Grabungssaisonplanung
Definition
Die Grabungssaisonplanung bezieht sich auf den Prozess der Vorbereitung und Organisation von archäologischen Ausgrabungen während einer bestimmten Saison. Dieser Planungsprozess ist entscheidend für den Erfolg einer archäologischen Kampagne und umfasst verschiedene Aspekte wie die Auswahl des Grabungsstandorts, die Budgetierung, die Personalbesetzung, die logistische Planung und die Festlegung von Zielen und Methoden.

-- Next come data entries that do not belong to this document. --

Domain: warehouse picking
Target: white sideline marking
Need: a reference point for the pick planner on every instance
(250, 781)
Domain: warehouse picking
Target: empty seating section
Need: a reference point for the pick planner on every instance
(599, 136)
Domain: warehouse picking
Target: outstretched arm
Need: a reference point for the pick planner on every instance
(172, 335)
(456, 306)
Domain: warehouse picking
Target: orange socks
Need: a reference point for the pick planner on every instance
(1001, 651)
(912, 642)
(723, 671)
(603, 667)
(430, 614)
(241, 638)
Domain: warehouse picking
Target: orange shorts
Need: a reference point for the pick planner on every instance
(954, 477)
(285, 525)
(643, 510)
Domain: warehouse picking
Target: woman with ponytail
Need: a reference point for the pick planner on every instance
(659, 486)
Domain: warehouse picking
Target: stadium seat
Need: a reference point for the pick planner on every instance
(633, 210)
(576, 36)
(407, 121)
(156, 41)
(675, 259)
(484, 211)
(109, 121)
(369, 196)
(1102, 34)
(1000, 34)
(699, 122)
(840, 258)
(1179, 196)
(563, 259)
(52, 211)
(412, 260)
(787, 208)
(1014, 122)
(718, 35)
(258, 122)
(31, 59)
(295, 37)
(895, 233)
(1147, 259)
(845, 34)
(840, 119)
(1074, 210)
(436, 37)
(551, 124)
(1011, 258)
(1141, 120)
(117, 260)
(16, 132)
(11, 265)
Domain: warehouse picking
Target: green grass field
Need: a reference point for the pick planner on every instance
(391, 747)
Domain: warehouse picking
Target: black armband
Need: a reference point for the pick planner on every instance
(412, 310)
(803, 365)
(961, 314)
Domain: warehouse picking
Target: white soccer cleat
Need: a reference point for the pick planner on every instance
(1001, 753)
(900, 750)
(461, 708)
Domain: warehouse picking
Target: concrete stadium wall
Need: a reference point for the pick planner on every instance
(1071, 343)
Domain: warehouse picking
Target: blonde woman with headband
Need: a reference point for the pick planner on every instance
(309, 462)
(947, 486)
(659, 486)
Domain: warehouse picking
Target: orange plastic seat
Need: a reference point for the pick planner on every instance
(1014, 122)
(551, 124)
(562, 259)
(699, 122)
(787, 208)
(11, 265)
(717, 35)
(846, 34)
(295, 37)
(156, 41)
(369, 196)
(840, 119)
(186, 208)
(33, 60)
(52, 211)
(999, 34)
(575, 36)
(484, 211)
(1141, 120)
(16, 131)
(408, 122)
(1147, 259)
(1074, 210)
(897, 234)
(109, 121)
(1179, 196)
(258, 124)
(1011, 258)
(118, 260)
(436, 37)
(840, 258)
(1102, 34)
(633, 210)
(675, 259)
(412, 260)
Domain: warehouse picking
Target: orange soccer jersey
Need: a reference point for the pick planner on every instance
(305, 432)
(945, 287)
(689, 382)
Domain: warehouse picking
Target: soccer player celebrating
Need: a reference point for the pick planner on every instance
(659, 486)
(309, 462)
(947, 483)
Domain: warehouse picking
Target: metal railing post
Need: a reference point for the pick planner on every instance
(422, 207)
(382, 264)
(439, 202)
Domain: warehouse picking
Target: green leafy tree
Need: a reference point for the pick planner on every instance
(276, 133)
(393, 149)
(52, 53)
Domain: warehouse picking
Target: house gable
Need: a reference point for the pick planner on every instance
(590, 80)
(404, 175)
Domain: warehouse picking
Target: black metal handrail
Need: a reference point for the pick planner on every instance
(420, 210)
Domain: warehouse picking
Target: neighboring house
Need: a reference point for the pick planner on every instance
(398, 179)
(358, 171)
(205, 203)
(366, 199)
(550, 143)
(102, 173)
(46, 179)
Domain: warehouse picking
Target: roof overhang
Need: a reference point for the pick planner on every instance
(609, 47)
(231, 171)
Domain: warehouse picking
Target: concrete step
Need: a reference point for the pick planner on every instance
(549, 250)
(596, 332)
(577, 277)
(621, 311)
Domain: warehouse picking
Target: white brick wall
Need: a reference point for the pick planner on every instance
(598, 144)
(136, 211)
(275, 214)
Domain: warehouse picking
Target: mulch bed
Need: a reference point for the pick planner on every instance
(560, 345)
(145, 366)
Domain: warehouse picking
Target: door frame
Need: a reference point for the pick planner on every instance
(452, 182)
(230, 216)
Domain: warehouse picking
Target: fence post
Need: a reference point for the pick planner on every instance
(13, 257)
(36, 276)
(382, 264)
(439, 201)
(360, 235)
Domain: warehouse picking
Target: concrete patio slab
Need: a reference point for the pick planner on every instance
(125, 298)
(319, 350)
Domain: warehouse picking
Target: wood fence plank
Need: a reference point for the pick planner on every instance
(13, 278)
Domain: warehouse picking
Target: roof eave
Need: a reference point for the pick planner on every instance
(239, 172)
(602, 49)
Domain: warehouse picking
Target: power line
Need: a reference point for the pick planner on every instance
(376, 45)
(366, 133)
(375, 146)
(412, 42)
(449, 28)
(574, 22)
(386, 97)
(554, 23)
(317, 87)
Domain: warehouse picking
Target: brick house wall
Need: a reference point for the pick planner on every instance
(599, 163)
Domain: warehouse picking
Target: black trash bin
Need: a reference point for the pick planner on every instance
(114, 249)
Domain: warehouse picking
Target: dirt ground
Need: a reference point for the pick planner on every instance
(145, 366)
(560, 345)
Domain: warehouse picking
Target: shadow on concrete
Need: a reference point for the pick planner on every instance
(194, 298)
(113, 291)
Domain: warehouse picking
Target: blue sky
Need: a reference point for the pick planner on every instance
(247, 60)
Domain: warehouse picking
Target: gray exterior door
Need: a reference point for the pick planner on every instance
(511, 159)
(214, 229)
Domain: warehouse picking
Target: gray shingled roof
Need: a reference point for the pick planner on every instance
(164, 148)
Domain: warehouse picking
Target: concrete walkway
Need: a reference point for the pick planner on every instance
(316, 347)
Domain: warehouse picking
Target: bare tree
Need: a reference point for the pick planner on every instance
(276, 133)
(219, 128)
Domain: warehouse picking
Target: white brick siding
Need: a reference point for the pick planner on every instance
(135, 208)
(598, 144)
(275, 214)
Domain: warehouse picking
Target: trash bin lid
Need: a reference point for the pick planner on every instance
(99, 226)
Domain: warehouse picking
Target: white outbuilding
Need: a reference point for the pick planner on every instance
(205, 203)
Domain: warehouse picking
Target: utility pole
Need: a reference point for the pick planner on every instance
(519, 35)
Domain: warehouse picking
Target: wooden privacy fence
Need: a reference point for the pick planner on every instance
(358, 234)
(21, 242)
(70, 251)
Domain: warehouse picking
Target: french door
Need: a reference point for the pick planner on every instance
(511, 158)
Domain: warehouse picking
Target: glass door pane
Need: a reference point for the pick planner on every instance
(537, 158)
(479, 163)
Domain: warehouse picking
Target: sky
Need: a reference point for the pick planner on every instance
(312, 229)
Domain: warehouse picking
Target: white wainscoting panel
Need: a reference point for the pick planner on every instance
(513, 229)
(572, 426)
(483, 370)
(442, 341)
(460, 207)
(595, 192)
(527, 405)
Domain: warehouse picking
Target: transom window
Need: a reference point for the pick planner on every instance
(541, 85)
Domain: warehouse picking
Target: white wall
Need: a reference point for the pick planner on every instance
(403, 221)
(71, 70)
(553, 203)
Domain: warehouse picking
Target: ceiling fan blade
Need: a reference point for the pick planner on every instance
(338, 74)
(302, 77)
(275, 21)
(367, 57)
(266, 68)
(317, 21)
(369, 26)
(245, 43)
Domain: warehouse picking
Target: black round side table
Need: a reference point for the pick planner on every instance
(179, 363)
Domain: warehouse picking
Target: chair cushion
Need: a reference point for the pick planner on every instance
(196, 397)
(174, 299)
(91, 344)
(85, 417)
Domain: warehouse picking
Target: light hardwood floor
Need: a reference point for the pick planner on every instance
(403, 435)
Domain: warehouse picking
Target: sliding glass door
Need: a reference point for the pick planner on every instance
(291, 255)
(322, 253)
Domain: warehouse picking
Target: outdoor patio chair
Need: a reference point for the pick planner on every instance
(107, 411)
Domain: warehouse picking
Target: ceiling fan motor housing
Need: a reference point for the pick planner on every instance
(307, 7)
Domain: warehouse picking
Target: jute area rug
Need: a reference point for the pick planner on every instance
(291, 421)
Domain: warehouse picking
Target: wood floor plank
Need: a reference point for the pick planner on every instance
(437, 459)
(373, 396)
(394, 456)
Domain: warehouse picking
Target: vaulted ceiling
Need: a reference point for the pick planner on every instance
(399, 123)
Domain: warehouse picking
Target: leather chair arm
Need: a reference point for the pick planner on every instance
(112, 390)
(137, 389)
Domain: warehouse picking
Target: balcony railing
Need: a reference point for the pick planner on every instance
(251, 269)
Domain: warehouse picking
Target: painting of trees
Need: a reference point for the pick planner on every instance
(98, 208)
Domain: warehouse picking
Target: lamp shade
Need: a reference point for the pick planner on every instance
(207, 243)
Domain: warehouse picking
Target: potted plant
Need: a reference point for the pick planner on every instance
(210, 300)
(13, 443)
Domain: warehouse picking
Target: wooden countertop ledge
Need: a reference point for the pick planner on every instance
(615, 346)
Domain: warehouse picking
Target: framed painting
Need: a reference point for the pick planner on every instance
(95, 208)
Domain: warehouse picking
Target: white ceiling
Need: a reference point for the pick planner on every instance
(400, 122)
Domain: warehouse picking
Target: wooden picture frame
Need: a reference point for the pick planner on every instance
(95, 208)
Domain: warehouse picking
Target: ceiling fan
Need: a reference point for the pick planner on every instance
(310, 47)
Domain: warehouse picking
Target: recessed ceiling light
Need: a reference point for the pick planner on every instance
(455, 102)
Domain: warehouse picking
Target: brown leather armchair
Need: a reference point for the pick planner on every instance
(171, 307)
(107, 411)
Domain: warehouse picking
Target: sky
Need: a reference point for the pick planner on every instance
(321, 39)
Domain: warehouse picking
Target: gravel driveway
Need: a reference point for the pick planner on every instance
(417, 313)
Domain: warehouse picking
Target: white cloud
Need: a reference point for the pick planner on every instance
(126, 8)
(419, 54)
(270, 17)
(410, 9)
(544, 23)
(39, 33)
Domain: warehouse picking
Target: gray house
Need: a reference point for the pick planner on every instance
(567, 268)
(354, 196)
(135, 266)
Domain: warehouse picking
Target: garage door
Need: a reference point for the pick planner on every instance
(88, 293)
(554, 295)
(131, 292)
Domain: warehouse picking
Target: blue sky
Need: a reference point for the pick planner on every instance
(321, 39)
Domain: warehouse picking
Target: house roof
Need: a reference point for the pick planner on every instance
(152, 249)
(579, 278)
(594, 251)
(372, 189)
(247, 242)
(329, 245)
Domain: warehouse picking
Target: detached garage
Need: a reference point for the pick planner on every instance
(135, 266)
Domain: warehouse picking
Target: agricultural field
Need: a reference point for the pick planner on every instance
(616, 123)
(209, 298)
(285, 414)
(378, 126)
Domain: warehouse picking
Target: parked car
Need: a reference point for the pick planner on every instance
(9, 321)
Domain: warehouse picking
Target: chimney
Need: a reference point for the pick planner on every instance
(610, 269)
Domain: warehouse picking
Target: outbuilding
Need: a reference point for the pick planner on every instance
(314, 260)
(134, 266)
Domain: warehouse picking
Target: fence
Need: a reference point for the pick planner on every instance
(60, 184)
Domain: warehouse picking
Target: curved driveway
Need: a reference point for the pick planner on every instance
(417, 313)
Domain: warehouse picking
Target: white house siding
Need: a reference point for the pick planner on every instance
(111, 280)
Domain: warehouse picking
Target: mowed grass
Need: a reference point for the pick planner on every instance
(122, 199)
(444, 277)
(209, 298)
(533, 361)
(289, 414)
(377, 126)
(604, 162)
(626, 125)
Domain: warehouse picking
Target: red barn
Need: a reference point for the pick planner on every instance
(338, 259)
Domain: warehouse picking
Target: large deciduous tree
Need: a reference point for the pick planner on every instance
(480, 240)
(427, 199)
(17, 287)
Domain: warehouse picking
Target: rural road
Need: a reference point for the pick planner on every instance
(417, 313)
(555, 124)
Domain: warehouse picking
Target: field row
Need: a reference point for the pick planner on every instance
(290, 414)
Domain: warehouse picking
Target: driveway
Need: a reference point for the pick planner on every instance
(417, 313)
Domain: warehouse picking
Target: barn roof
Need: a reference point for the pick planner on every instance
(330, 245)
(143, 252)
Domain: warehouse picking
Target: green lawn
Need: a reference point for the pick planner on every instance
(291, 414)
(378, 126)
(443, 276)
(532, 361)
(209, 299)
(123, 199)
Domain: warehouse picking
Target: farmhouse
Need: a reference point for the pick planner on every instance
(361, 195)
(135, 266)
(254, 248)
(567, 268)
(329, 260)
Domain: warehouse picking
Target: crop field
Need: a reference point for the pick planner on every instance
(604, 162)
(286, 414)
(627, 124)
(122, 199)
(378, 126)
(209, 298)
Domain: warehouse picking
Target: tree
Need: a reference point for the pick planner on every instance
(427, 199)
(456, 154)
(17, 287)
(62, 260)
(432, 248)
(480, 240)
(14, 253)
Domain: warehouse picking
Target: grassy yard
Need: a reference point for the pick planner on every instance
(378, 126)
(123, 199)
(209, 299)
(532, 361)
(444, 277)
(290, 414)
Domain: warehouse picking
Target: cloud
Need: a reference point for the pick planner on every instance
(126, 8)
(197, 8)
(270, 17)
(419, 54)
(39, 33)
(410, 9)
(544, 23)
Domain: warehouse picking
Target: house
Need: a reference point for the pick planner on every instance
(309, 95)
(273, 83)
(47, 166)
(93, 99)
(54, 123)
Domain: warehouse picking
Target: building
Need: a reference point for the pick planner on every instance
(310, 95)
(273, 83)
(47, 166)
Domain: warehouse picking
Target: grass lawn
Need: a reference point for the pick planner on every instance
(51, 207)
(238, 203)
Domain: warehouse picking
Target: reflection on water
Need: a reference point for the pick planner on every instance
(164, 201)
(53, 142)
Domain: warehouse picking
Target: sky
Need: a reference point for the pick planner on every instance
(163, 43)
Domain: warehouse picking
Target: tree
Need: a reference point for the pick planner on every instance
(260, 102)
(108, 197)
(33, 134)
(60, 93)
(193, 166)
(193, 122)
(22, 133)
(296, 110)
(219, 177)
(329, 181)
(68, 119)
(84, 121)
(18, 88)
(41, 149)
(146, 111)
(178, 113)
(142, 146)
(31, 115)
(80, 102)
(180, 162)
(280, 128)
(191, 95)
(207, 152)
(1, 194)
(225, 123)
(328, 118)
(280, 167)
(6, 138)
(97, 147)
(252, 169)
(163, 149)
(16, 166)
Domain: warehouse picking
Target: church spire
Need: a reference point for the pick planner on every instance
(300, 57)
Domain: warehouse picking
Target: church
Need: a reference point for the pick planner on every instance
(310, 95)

Auswahl des Grabungsstandorts
Die Auswahl des Grabungsstandorts ist ein wichtiger erster Schritt in der Grabungssaisonplanung. Archäologen nutzen verschiedene Methoden wie geophysikalische Prospektion, historische Dokumente und Expertenwissen, um potenzielle Standorte zu identifizieren. Die Entscheidung basiert oft auf dem Ziel, bestimmte Informationen zu einem bestimmten Zeitraum oder einer bestimmten Kultur zu erhalten.
Budgetierung
Die Budgetierung spielt eine entscheidende Rolle bei der Grabungssaisonplanung, da archäologische Ausgrabungen kostenintensiv sind. Archäologen müssen die Kosten für Ausrüstung, Transport, Unterkunft, Verpflegung, Personal und Analysemethoden berücksichtigen. Ein detaillierter Budgetplan hilft dabei, die finanziellen Ressourcen effizient zu verwalten.
Personalbesetzung
Die Personalbesetzung ist ein weiterer wichtiger Aspekt der Grabungssaisonplanung. Archäologen müssen ein Team zusammenstellen, das aus Experten verschiedener Disziplinen wie Archäologie, Anthropologie, Geologie und Botanik besteht. Die Auswahl qualifizierter Mitarbeiter und die Festlegung ihrer Rollen und Verantwortlichkeiten sind entscheidend für den reibungslosen Ablauf der Ausgrabung.